What does the confidence percentage on the AI Diagnosis mean? It is how sure the AI is about its root-cause explanation. A high figure (above ~85%) means the evidence pointed clearly to one cause. A lower figure means the AI found several plausible explanations — read the suggested actions, but verify before applying a fix.
Is "Re-run" safe? Will it duplicate my data? For pipelines whose target uses upsert or merge write mode, re-running is safe — existing rows are updated rather than duplicated. For append-mode targets, a re-run can add rows twice. If unsure, check the pipeline's target write mode in Design Studio first, or prefer Re-run from Checkpoint.
How do I get alerted when something fails, instead of checking every morning? Open the Alerts sub-page and subscribe to a channel — Email, Slack, Teams, a webhook, or PagerDuty. Critical (P1) and high (P2) failures can page on-call staff automatically.
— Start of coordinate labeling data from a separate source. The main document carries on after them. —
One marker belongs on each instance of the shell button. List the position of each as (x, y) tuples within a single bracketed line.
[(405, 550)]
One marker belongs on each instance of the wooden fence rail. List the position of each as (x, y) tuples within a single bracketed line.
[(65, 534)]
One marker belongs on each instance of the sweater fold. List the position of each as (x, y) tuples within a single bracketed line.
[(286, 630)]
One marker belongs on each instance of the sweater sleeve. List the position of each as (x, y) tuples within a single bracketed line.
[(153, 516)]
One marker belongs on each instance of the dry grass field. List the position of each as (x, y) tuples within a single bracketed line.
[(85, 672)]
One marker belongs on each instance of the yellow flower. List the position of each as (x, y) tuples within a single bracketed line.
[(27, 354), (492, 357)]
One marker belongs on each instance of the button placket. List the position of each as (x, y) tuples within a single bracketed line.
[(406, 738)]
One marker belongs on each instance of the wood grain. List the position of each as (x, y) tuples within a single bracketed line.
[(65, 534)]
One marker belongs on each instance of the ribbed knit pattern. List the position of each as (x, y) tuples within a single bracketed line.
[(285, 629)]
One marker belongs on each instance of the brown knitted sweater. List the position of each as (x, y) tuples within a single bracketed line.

What does "SLA burn rate" mean? Every pipeline has an SLA "error budget" — a small allowance for being late or failing. Each late or failed run spends some of that budget. The SLA Burn Rate page shows how fast each pipeline is using its budget up, so you can act before it runs out and the SLA is formally breached.
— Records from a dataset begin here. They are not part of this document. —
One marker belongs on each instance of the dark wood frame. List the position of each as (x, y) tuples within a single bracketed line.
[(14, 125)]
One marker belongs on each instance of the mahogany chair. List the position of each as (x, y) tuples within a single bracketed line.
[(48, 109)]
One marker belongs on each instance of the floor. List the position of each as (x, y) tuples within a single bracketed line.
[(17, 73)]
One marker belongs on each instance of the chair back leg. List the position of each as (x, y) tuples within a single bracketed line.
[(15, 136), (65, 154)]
Why is one pipeline so expensive? Long-running pipelines burn the most cloud compute. Check the Pipeline Costs sub-page against the Top 10 Slowest Pipelines chart — they usually overlap. The fix is normally in Design Studio: load incrementally, push work down to the database, or split a giant pipeline into smaller ones.
The dashboard is empty — where is my data? Confirm you are in the correct workspace (top-bar selector), widen the Time Range filter, and check that your pipelines have actually run at least once. A hard refresh (Ctrl+Shift+R) clears a stale view.
Behind the scenes
| Concern | API / module |
|---|---|
| Dashboard metrics, alerts, cost | api/monitoring.ts |
| Pipeline runs | api/pipelines.ts |
| Run logs | api/runLogs.ts |
| Root-cause / AI diagnosis | api/rca.ts |
| SLA burn rate | api/slaBurnRate.ts |
| Performance metrics | api/metrics.ts |
Real-time streams are delivered through the platform's SSE manager and consumed by hooks such as useAlertStream, useMetricsStream, and useRealtimePipelineStatus.